Randel, I feel we cannot stop what has begun, but we can save them. Stone has told me many things. They are not a combatant species. If they fight, they will die. If you fight, they might survive.

His hand pressed against the flooring, and he looked at the yellow one, Fluttershy, he thought it was. He looked into her deep eyes, and stopped, very abruptly. His hands shot back to the book, knocking his lantern and watch to the floor as he flipped pages quickly. He recognized those eyes. He stopped and pointed at the page, then at Fluttershy. Both mares stared at the picture for a long time before they looked at each-other.

“Twilight, I’m sorry. I should have…”

“Flutters, it’s ok. You had no way of knowing that it would be important.

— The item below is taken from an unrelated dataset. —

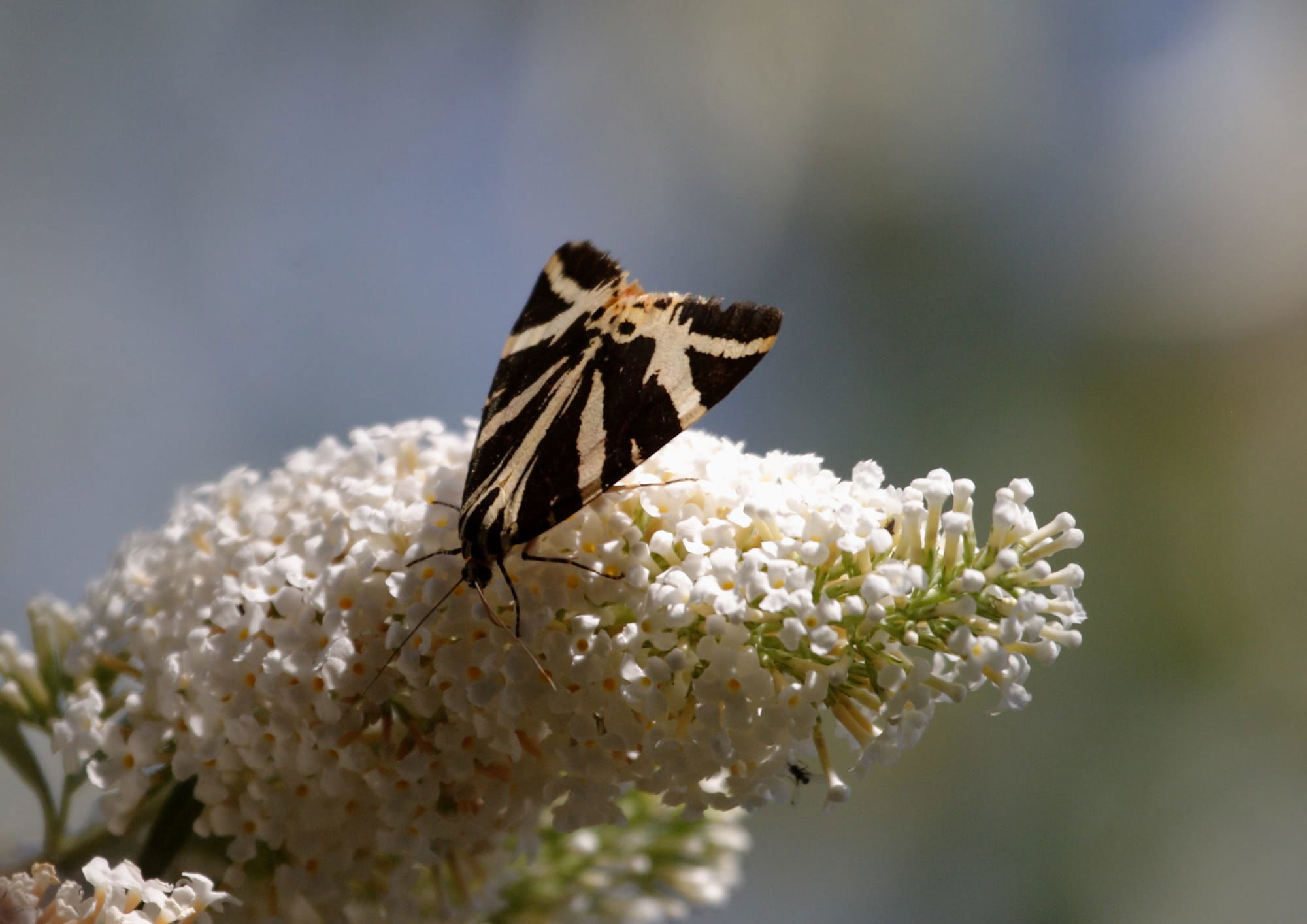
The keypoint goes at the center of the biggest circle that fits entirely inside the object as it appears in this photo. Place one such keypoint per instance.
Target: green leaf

That you are a twelfth generation descendent of a genetically engineered warrior.”

Fluttershy shrank back, and Randel pressed his finger to the words above Fluttershy’s ancestor’s picture. Nine hundred and Third. Chemical Tactics. Chemical Warfare. Known mutations… He read through them quickly. Most were things he had seen himself. Some were new though. Feather rot. Horn rot. Impaired flight characteristics. He turned to Fluttershy and pulled on her wing, stretching it out. He had seen enough birds afflicted by the weapons of the 903rd to know what rotting feathers looked like. There, there, and there. Three yellow feathers, primaries, rotted at the core. He had met the children of one, Wolf, back before all this had happened, and they suffered from very few of the things their father had. Only one was Asthmatic, the other had a bad liver. But none had multiple, and from the sound of this mare, she was suffering from at least three. Her breathing was labored, her wings were rotting, and she was clearly frail-boned. He released the wing, letting it fold up quickly, and pinned her to the floor before she could make a move.